Display the best art as it comes in and when you run out of display space, collect the older art in a dedicated portfolio or drawer. Allow yourself to be indecisive for the moment, but schedule an hour, at least once a year, to edit the collected artwork. Decisions become easier when they are seasoned with time.
2. Dedicate a larger container.
Whether children’s art is given a proper portfolio or shoved into a file cabinet, art containers tend to be too small. Children’s art comes in variety of sizes, including big and clumsy. If you have to fold the art to fit into a little container, you really have to ask what’s the point of keeping it at all. So go with a large portfolio, one that will fit the biggest pieces of art. Also, dedicate a large clear plastic box for 3D art. Provide a generous allowance for growth, but when it hits the limit, then some of the older, less brilliant, more broken stuff has to go.
3. Kodak moment.
If space is really tight, take photos. Put them in an album and store the originals more remotely. See if anyone misses the originals for a year. If not, toss them. This is an especially good idea for 3D art. It’s much easier to enjoy and share a collection of art by flipping through a book anyway.
4. Keep it well.
If you are convinced that your child really is the next Picasso, then invest in flat files. A set of flat file drawers is the best structure to store art flat. Sure, it’s expensive (about $600 for a 24″x36″ set), but if these early masterworks are truly worth saving, then they are worth saving WELL.
5. Ask WHY you keep it.
OK, I trust that most of you reading this will find my last tip about the flat files RIDICULOUS, but it goes to a larger point. As with all organizing solutions, the first step is to ask, why are you keeping it? This is not a challenge to toss something (necessarily) but a useful guide to direct you to the appropriate solution. To start with, are you saving this for your child or for YOU? In most cases a child is ready to let go before a parent. Also, it’s important to remember that if everything’s important then nothing’s important. If you want to know WHERE something should go, start by asking, WHY are you keeping it?

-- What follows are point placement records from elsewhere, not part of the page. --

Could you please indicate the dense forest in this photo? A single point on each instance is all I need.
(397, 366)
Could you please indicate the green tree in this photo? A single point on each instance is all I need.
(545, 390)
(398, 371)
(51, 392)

Even as a kid I recall having mixed feelings about seeing my artwork scotch taped to the ‘fridge: my awesome art was being showcased but it looked like crap, especially after a corner would come loose and start flapping around after repeated openings and closings of the door. Parents have similar mixed feelings about their children’s artwork. As with so many items the problems come when there is simply too much.
These five tips should help keep the quantity manageable.
TODAY’S KEY TO UNLOCKING CLUTTER: Strategic limitation is the best way to honor a boundless imagination.